14 October 2024

A Year That Will Live in Infamy

Seth Cropsey

By the evening of December 7th, 1941, President Franklin Roosevelt understood that the world crisis had taken a new, decisive turn. The United States had been attacked. It must go to war. Yet despite Roosevelt’s apparent rhetorical shock – he inserted the famous “infamy” phrase to emphasize American victimhood vis-a-vis Japan – the Pearl Harbor attacks fit within the constellation of American strategy. Washington’s policymakers, from the president down, understood that the United States would go to war in the coming two years, and potentially in the coming six months depending upon Japanese and German action. Indeed, the Fall of France had impressed upon the United States the non-viability of strategic patience. America had to act and wage war against the revisionist coalition, or risk a permanent, potentially fatal reversal of the Eurasian balance.

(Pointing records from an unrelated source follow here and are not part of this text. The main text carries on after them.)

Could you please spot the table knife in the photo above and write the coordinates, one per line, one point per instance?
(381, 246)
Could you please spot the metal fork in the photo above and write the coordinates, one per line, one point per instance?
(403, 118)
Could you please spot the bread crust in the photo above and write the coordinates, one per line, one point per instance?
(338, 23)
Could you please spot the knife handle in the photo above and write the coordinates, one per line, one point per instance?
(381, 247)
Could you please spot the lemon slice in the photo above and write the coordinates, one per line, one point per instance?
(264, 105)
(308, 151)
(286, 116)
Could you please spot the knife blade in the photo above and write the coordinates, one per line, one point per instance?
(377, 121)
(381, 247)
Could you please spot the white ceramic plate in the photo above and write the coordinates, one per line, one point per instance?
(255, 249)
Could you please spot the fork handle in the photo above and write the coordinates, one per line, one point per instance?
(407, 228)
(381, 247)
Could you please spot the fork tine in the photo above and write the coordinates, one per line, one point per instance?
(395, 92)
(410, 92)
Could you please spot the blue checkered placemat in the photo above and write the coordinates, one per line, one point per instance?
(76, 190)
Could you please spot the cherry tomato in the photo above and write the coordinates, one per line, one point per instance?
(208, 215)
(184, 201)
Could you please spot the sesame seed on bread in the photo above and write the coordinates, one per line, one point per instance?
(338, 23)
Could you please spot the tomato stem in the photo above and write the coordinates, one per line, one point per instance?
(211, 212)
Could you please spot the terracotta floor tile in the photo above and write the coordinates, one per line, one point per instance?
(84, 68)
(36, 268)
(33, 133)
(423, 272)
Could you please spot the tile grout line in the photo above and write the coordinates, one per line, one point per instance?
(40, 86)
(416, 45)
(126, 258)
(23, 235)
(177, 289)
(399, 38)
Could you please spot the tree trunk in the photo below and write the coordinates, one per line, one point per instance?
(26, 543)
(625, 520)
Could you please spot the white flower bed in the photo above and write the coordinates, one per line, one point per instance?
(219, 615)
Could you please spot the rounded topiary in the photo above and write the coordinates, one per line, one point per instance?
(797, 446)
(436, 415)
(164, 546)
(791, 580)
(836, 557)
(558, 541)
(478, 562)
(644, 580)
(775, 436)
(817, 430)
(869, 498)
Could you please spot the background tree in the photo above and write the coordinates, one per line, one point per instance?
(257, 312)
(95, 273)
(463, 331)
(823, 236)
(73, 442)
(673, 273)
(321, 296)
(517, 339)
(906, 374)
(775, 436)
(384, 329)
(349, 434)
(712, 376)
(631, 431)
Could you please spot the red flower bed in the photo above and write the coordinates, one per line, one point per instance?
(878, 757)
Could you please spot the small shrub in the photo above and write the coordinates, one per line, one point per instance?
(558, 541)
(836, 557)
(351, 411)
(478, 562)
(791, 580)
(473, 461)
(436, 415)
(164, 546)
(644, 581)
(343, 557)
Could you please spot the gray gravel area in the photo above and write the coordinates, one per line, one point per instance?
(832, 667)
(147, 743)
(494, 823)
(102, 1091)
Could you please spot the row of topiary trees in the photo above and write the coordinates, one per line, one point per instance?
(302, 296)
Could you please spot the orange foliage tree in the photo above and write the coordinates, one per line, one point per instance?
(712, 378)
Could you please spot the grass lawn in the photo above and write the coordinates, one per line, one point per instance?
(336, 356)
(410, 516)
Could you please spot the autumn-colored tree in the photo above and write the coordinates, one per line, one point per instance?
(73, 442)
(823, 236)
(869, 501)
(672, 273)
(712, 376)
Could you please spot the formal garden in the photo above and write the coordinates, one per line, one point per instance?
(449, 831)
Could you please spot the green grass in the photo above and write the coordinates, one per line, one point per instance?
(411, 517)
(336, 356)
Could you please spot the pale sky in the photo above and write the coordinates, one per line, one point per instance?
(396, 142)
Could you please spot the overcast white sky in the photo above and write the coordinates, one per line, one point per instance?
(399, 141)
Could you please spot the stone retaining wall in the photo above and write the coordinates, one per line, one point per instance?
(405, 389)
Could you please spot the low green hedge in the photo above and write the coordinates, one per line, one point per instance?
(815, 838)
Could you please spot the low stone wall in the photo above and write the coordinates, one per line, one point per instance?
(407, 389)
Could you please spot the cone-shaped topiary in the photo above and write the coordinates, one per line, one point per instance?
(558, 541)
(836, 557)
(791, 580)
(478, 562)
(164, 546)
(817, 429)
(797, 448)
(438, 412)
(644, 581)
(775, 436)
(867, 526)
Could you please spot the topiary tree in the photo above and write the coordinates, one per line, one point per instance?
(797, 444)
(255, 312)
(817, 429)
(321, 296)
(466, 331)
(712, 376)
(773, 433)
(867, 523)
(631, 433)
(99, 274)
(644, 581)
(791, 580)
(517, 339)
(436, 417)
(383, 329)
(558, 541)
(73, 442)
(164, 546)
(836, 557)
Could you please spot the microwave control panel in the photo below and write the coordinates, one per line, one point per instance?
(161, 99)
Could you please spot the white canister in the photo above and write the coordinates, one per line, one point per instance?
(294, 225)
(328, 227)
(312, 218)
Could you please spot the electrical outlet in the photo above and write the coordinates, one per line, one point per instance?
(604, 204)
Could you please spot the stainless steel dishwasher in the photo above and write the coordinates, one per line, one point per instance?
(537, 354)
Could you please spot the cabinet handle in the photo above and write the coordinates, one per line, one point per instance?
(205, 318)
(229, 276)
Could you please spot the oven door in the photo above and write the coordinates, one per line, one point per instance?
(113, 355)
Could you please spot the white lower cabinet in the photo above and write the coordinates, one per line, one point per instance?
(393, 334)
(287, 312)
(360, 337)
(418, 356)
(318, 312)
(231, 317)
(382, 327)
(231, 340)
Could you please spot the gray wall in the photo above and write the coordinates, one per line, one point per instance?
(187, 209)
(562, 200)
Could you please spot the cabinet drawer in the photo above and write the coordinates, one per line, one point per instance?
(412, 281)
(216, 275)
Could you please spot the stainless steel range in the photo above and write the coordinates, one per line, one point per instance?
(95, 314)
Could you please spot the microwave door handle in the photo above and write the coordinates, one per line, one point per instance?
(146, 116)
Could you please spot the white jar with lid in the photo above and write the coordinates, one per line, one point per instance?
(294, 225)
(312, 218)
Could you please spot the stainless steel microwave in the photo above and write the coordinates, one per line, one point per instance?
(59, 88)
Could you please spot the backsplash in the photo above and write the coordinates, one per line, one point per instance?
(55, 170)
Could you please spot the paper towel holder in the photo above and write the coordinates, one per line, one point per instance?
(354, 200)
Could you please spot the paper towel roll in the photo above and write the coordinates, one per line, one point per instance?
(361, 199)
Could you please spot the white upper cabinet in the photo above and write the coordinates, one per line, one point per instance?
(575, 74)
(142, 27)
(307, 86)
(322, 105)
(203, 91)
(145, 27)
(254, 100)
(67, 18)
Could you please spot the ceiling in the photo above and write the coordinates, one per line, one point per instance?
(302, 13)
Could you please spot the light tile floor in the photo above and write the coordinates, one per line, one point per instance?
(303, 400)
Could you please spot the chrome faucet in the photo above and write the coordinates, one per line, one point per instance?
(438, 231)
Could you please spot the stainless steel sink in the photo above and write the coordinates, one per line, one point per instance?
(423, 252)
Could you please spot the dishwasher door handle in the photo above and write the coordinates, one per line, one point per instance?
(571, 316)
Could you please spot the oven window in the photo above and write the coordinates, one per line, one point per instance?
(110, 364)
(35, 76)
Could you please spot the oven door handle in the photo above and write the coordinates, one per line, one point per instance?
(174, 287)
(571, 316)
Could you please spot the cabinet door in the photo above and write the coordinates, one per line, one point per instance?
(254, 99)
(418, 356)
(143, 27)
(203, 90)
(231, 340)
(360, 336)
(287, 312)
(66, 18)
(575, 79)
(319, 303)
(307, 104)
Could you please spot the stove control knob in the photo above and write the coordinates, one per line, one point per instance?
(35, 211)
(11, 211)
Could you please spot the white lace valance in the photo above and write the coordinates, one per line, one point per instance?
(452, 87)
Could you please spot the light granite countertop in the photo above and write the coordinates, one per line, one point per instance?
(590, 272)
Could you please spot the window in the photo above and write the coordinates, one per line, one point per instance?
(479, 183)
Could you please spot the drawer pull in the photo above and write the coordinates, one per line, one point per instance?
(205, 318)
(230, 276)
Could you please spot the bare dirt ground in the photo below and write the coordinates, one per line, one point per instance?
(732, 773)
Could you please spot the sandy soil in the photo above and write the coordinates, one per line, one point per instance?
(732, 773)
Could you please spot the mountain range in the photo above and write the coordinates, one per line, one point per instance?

A year on from Hamas’ barbaric attack on Israel, it is clear that the United States remains shocked and surprised. The Biden administration has shown no sign of grasping strategic reality. Washington faces a world crisis as intense as that of the late 1930s and early 1940s. Its goal must be victory, for without it, the American Republic is unlikely to survive. Instead, the U.S. policy class has embraced a paradigm of de-escalation and war avoidance that guarantees a longer, bloodier contest, whether in this decade or the next.